I talked to a gentleman the other day who had a Honda Element that came from the factory with rubber mats in the floor. He took out the back seat to make it his dog vehicle. I think he was past the raising kids part of his life though. We don't have kids yet, but I have a long time to go before I can just rip out all of the rear seats.


----------



## KatieStanley

The backseats of our small SUV permanently stay down so that Zoe has the whole back area to lounge in. Spoiled? Probably.


----------



## mroutdoorsman

See the attached picture!

It is old but pretty much the same situation now.


----------



## Good_Karma

I have a Chevy Silverado 2500HD. The dogs wear harnesses, and are clipped in. We got the seat cover from Duluth, and it's fantastic. Keeps the dog hair off the seats, is water resistant so any barf or drool doesn't soak through to the seats.









The cover hooks behind the seat rests in the back seat, and also behind the head rests in the front seat, so it makes a hammock. 










It also has a bag that you can take off that's handy for holding travel supplies (poop bags, paper towels, etc)

Deluxe Seat Saver - Duluth Trading Company


----------



## jaggirl47

I have a Honda Pilot. When looking from the back into the cargo, Leyna's crate is taking up the right half. Zappa's bed and tether take up the left half.We still can fit 5 people comfortably.


----------



## Catu

Pics!!


----------



## GSDElsa

OK, since you specifically asked earlier...

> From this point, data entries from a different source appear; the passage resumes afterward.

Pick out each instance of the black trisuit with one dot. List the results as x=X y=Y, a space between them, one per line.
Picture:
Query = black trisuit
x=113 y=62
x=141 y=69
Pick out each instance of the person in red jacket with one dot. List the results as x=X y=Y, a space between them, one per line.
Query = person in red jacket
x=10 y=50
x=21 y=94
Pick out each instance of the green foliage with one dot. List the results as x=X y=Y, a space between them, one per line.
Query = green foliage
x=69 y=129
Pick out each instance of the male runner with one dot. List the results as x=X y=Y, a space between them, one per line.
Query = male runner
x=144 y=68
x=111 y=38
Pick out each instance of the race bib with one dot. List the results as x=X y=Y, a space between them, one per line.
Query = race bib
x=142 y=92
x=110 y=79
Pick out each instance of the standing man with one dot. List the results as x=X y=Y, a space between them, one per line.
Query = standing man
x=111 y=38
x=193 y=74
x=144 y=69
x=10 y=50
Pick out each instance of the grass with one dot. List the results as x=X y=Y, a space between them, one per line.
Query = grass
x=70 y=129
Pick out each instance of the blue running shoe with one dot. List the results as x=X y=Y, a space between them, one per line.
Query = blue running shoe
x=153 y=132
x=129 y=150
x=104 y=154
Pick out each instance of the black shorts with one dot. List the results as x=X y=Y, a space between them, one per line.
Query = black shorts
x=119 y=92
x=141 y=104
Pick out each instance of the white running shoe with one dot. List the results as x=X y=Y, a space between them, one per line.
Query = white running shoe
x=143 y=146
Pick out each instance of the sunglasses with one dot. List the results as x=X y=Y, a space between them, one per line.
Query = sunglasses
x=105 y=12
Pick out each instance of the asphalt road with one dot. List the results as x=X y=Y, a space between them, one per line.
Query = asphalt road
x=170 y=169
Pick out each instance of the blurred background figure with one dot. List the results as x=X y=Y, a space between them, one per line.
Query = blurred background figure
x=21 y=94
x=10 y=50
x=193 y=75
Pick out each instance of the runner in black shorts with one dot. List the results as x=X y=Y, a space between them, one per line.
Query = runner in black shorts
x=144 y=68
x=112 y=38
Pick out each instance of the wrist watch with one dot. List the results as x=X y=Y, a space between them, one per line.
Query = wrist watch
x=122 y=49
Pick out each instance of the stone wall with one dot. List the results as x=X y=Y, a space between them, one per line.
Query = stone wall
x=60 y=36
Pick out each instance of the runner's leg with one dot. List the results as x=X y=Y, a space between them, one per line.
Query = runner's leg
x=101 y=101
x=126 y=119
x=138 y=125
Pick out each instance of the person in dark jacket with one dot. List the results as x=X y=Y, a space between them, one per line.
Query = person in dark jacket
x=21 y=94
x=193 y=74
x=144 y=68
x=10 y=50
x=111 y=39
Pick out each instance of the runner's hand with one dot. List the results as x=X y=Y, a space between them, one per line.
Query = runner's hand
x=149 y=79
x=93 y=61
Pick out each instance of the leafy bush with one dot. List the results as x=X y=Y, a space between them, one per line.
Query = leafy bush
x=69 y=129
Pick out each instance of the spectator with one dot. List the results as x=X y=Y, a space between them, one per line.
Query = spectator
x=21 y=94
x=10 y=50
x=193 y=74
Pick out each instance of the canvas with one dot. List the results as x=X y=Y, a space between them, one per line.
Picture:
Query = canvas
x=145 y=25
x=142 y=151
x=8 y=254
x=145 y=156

42" crate gets put in when it's still folded down all the way towards the front seats...then gets unfolded (3 door crate)









Then 36" crate goes at the back of the car. It's folded down now because I take it in and out during the week to do training on (I know, sounds weird!).


----------



## RockinIt

Good_Karma said:


> I have a Chevy Silverado 2500HD. The dogs wear harnesses, and are clipped in. We got the seat cover from Duluth, and it's fantastic. Keeps the dog hair off the seats, is water resistant so any barf or drool doesn't soak through to the seats.
> 
> 
> 
> 
> 
> 
> 
> 
> 
> The cover hooks behind the seat rests in the back seat, and also behind the head rests in the front seat, so it makes a hammock.
> 
> 
> 
> 
> 
> 
> 
> 
> 
> 
> It also has a bag that you can take off that's handy for holding travel supplies (poop bags, paper towels, etc)
> 
> Deluxe Seat Saver - Duluth Trading Company


I have seen that cover and am interested in it. I also have harnesses like that for both pups. Where do you clip them??? Could you post a photo of where the other end of the clip strap is going? This might be a set up that may work better for me.


----------



## Catu

I like that, Justine, it is somehow what I do now, but with a plastic crate.


----------



## Good_Karma

RockinIt said:


> I have seen that cover and am interested in it. I also have harnesses like that for both pups. Where do you clip them??? Could you post a photo of where the other end of the clip strap is going? This might be a set up that may work better for me.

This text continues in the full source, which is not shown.